Lo portavo a parlare di religione, cose magiche, misteri divini o simili, o anche astrologia. E lui: “Io sono per direi definizione uno scandinavo ateo o quanto meno agnostico, ma se devo scegliere fra due giocatori per lo stesso ruolo scelgo quello che è nato sotto il segno dello scorpione” E anche: “Allenavo il MIlan e la vigilia degli incontri casalinghi portavo la squadra in ritiro a Busto Arsizio, dicevo che l’albergo aveva un ristorante che serviva del gran pesce e stanze tranquille, in realtà volevo parlare la vigilia con il padrone dell’hotel, un astrologo”.

Il suo calcio era stellare ma geometrico, non magico. Campione olimpico a Londra 1948 con la Svezia, vice-campione mondiale nel 1958 proprio in Svezia dietro al Brasile del primo Pelè, in Italia dal 1949 sempre nel Milan, 89 gol in 394 partite, l’ultima nel 1961 a 39 anni. Molto semplicemente si riteneva il migliore del mondo nel suo ruolo (mezzala, si diceva) e non solo. Provvisto poi del tiro più fulminante del pianeta. Era allenatore ideale per la Juve, con moglie torinese di stirpe bianconera, ma a Boniperti presidente il “Barone” Nils aveva chiesto anche un maggiordomo pagato dal club, non se ne fece nulla.

Che personaggio ci siamo goduti, quanto personaggio ci siamo perduti non avvicinandocelo ancora di più. Ha allenato Varese, Monza, Fiorentina, Verona, soprattutto Milan e Roma, vincendo scudetti e sfiorando grandi coppe. Gli devo la meglio frase quando ancora si andava dopo il match nello spogliatoio per le interviste. La sua Roma era in testa alla classifica e un mio collega gli disse: “Cosa si prova, mister, a essere primi, come vive la novità?”. E lui: “Si sbaglia, altre volte l’ho provata, pensi alle prime giornate di alcuni campionati, con la mia squadra vittoriosa”. A Milano-San Siro da giocatore per due anni non sbagliò un passaggio, quando finalmente si permise l’errore la gente in coro fece “ooohhh” e poi applaudì.

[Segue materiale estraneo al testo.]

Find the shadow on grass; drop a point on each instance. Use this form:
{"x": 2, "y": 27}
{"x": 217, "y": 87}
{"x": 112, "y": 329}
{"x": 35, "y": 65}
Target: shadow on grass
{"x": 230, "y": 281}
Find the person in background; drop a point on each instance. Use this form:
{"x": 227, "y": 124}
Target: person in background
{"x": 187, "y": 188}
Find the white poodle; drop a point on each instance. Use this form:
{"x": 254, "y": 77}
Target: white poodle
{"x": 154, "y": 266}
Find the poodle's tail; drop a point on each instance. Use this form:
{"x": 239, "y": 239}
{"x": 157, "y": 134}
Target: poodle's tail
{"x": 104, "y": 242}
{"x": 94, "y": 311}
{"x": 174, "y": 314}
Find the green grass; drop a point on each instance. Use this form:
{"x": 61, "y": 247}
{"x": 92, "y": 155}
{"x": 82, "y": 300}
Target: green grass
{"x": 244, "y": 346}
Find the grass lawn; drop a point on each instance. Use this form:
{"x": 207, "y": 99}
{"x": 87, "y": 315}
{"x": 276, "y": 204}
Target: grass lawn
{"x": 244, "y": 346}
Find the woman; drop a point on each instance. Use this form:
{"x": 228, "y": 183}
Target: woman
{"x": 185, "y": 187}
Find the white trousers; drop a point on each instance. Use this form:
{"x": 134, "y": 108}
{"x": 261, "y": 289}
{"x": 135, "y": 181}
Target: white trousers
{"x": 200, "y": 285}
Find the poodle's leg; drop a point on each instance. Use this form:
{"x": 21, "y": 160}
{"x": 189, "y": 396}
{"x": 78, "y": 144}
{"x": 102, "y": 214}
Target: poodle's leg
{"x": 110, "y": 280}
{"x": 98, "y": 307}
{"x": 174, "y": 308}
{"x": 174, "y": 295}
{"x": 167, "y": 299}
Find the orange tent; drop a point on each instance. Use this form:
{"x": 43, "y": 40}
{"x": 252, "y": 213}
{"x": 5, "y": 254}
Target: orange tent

Ai Giochi Olimpici di Los Angeles 1984 stavo in un albergo di uno svedese che sosteneva di avere giocato da ragazzo con il grande Liedholm, e che mi chiese di dirlo a Nils. Nils mi ascoltò, mi disse di non ricordare assolutamente la cosa, gli chiesi comunque di scrivere due righe al presunto compagno di pallone, mi chiese un giorno di tempo. ”Non so più scrivere bene in svedese”. Poi compitò la lettera, ovviamente scrisse che ricordava tutto, da allora io ogni volta a Los Angeles ho avuto in quell’albergo lussuosa stanza gratis e ricco buono pasto con champagne californiano.

Suo figlio Carlo sapeva di questo nostro feeling, e un giorno mi telefonò: “Papà non si è ripreso da un ictus che lo ha praticamente distrutto quando abbiamo sepolto mamma. E’ peggiorato, vuoi venire qui? Sta male ma forse ti riconosce“. Andai a Villa Bohemia di Cuccaro Monferrato, ecco Nils in sedia a rotelle, gli strinsi forte la mano e gli dissI: “Sono l’amico tuo e di quello svedese di Los Angeles al quale hai scritto quella famosa lettera”. Ridacchiava, speravo che capisse, mi sbagliavo. Morì qualche giorno dopo. E’ sepolto a Torino, accanto alla moglie. Non nascono più campioni così, d’altronde neanche si producono strani giornalisti cosà. E’ tutto cambiato, mai oserò dire se in meglio o in peggio. A proposito: a questo punto importa molto sapere come mai siamo diventati così amici?